Lou Andreas-Salomé: Google doodle celebrates 161st birthday of Russian-born German poet, biographer, and novelist

Lou Andreas-Salomé: Google doodle celebrates 161st birthday of Russian-born German poet, biographer, and novelist

Today’s Doodle, created by Berlin-based guest artist Isabel Seliger, honours Russian-born German poet, essayist, biographer, and novelist Lou Andreas-Salomé, the first woman in history to become a psychotherapist. Andreas-Salomé defied convention by becoming a central presence in famous intellectual circles in late 19th and early 20th century Europe while pursuing a career in philosophy at a period when women’s possibilities in the discipline were limited.

On this day in 1861, Lou Andreas-Salomé was born Louise Salomé in St. Petersburg, Russia. Andreas-Salomé was up in an intelligent household with Russian, German, and French ancestors, and as a young adult, he became interested in French and German literature. She continued her education at the pioneering University of Zurich in 1880, one of the few schools at the time that did not discriminate against women.
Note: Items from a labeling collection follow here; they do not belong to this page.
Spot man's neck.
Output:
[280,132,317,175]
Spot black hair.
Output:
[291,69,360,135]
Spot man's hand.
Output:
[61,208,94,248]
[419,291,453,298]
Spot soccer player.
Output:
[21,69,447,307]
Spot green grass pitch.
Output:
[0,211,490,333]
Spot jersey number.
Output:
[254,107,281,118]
Andreas-Salomé joined prominent feminist Malwida von Meysenburg’s literary salon in Rome in 1882, where she met Friedrich Nietzsche. Many believe that Nietzsche’s classic “Thus Spoke Zarathustra,” published in 1883, was inspired by Andreas-intellectual Salomé’s prowess. Andreas-Salomé authored a number of psychological articles and novels around the turn of the century, many of which were based on her experiences as a woman negotiating traditional standards and the emerging intellectual movement of the time.
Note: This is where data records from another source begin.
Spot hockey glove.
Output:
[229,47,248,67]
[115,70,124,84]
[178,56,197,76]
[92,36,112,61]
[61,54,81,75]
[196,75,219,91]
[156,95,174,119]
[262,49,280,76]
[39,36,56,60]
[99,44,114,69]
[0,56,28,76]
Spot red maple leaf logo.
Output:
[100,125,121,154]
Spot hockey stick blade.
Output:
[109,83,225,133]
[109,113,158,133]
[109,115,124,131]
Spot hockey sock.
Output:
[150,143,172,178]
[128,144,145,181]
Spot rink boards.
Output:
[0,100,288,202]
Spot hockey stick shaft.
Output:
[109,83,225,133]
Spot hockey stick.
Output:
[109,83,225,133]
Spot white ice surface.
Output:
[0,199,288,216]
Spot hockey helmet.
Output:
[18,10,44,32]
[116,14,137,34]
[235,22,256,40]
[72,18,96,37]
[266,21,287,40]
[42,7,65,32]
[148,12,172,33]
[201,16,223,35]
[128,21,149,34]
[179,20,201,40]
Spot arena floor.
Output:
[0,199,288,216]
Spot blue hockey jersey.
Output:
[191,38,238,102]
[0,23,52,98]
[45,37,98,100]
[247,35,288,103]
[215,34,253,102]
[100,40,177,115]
Andreas-Salomé met Sigmund Freud, the father of psychoanalysis, in 1911 and began an apprenticeship with him. She became the first woman psychoanalysis by combining Freud’s training with her decades of expertise writing about the psyche. Although Andreas-narrative Salomé’s was rarely known during her lifetime, in the 1981 eponymous opera “Lou Salome,” a dramatic retelling of her contacts with Nietzche put light on her storey.